Y es que, como decía Alberto
en su pregunta inicial ¿Cómo tasamos la
calidad de los profesores? Pues muy fácil, como la de un arquitecto, un médico
o un carpintero: por la calidad del producto resultante. Pero para eso, lo
primero es que te dejen hacer tu trabajo, que es precisamente lo que la
urdimbre de intereses constituidos alrededor del sistema se empeña en impedir.
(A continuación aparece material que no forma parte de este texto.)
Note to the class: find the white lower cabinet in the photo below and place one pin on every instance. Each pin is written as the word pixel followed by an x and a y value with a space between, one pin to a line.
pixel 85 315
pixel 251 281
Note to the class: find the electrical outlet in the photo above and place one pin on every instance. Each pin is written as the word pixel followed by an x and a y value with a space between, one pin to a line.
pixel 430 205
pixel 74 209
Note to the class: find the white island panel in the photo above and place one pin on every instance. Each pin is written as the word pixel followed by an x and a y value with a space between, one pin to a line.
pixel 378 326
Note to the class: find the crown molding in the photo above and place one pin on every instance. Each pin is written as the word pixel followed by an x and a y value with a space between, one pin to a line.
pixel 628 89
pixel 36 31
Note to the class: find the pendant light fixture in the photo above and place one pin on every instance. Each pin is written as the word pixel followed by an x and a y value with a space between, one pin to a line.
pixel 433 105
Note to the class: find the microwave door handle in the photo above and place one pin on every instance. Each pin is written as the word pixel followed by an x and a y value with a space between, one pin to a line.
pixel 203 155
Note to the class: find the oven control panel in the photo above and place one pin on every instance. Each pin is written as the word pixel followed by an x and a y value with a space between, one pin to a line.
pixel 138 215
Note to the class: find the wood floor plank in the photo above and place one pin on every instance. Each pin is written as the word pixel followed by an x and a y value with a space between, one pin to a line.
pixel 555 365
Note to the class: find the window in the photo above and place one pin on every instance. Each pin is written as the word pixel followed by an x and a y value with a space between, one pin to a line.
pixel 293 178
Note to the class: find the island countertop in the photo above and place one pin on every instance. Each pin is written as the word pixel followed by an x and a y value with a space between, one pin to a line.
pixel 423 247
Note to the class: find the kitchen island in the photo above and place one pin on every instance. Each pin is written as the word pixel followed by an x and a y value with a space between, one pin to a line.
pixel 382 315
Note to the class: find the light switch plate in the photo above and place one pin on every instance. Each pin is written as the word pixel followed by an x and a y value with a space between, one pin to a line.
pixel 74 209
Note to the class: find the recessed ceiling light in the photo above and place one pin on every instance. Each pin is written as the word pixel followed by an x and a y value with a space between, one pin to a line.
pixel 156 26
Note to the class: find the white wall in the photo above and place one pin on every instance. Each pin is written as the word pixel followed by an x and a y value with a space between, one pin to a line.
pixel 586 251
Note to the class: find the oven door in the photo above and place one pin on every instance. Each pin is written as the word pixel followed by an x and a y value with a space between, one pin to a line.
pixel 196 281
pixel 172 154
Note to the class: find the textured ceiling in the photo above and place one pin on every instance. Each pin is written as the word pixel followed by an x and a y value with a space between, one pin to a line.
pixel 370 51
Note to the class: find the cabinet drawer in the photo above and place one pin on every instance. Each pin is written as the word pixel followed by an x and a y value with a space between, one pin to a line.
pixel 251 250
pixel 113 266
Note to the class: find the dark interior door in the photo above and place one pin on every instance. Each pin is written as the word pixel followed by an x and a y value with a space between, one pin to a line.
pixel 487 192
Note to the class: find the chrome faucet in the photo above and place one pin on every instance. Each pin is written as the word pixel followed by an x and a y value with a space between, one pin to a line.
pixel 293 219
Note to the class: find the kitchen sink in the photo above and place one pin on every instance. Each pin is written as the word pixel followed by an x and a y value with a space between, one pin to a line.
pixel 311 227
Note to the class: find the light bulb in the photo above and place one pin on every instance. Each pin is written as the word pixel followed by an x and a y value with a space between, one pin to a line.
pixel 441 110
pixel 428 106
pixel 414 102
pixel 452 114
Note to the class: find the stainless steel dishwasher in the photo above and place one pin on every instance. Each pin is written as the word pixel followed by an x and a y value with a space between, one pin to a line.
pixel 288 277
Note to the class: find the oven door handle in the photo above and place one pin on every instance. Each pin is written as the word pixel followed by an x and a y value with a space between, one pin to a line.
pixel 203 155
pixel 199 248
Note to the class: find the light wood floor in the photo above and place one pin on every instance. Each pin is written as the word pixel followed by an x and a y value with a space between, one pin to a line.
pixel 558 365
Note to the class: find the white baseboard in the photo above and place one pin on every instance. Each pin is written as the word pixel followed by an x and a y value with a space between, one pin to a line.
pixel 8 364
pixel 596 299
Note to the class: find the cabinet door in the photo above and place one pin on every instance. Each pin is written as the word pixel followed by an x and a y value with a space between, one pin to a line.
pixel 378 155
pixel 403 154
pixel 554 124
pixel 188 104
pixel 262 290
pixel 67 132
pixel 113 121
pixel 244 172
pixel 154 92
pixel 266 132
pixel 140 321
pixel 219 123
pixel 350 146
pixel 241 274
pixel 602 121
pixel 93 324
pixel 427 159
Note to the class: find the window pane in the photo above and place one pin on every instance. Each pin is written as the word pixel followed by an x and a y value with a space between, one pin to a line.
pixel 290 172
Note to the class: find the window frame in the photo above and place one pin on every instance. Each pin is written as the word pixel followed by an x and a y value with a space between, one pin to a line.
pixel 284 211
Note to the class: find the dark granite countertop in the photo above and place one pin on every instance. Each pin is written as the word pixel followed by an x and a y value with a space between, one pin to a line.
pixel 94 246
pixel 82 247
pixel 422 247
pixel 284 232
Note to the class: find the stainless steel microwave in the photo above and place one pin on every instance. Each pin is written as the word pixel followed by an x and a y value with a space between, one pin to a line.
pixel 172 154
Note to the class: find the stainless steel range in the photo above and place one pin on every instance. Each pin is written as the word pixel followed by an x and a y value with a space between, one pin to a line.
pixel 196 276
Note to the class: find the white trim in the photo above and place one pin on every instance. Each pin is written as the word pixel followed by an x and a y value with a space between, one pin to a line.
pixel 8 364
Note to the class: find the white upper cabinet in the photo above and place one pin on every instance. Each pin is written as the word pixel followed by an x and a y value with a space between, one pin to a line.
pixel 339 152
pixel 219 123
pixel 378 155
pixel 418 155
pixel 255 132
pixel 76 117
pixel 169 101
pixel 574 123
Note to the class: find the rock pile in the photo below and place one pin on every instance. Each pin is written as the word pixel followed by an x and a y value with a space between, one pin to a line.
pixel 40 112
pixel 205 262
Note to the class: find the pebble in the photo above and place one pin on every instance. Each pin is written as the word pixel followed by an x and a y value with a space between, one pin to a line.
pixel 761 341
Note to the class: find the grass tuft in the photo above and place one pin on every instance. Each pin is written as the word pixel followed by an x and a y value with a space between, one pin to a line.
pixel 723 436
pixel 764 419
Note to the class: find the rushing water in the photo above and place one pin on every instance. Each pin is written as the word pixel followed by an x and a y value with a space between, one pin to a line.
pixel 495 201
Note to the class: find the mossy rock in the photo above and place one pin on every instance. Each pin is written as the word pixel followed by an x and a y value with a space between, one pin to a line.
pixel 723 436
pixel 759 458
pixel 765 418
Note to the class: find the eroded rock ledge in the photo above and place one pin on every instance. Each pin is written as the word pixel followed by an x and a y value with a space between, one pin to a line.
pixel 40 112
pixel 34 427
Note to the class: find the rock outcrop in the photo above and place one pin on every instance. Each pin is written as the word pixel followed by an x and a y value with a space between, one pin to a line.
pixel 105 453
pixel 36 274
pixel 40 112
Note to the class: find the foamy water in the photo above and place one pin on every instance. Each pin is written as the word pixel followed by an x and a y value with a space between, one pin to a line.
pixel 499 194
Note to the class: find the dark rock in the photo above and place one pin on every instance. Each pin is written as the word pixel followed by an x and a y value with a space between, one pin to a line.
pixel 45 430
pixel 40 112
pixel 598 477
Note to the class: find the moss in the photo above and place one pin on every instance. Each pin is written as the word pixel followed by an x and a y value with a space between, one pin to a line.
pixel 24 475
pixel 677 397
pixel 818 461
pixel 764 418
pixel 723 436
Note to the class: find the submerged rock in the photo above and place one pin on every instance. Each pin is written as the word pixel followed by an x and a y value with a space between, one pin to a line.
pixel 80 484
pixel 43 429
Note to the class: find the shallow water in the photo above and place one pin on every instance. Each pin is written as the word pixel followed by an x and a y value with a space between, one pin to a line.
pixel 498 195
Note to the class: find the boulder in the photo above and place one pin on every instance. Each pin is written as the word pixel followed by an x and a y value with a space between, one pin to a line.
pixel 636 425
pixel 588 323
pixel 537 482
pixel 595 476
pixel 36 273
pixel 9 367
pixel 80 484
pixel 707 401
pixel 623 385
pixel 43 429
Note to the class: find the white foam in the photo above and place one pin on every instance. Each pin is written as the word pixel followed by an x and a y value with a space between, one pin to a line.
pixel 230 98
Luego, claro, resulta que somos unos incompetentes.
Lo dicho, si no es
ignorancia, entonces es perversidad.
Impecablemente explicado, Xavier. Me gustaría añadir algo: a mí no me parecería mal que se nos evaluara cada cierto tiempo, aunque ya hayamos pasado una oposición. De veras que no. Hombre, no cada año, si es posible, pero tras un período razonable después de haber superado la oposición, lo admitiría. Entiendo que un docente debe estar al día, actualizado (¿en otras profesiones, no? Debe ser que no). En fin, admitámoslo por la “especial relevancia social” de la educación pública (la teórica relevancia, al menos, que escucho las risas desde aquí). No me importa si somos los únicos pringados a los que se nos evalúa. Ahora bien, si se ha de hacer, exijo que me examine gente preparada y que se pida dominio de los contenidos que debo enseñar. Que se conforme un tribunal de expertos (sin comillas) en la materia, personas de prestigio de mi especialidad con una trayectoria profesional que garantice su capacidad para juzgarme. Ahora bien, el peligro que nos acecha, como muy bien sabes, es que, si se nos examina, si Marina, supongamos, termina de ministro, no va a ser en función de lo que sepamos de nuestra especialidad sino de nuestra empatía, nuestra vestimenta, lo modernas que sean nuestras gafas o del nivel de ridículo que podamos soportar delante de nuestros alumnos, qué sé yo. Un abrazo y sujetémonos, que viene curvas.
ResponEliminaCompletamente de acuerdo, Alberto. A mí no me preocupa que me evalúen, pero sí quién me evaluará y sobre qué. A la vista está. Y desde luego que vienen curvas. Un abrazo.
EliminaY le faltó añadir: "Y si soy director de un centro concertado elegiré a quien me dé la gana que, total, el sueldo no se lo pago yo, el dinero no lo pongo yo, y yo no me juego nada que por muy malo que sea alumnos no me van a faltar, que también a ellos los elijo yo"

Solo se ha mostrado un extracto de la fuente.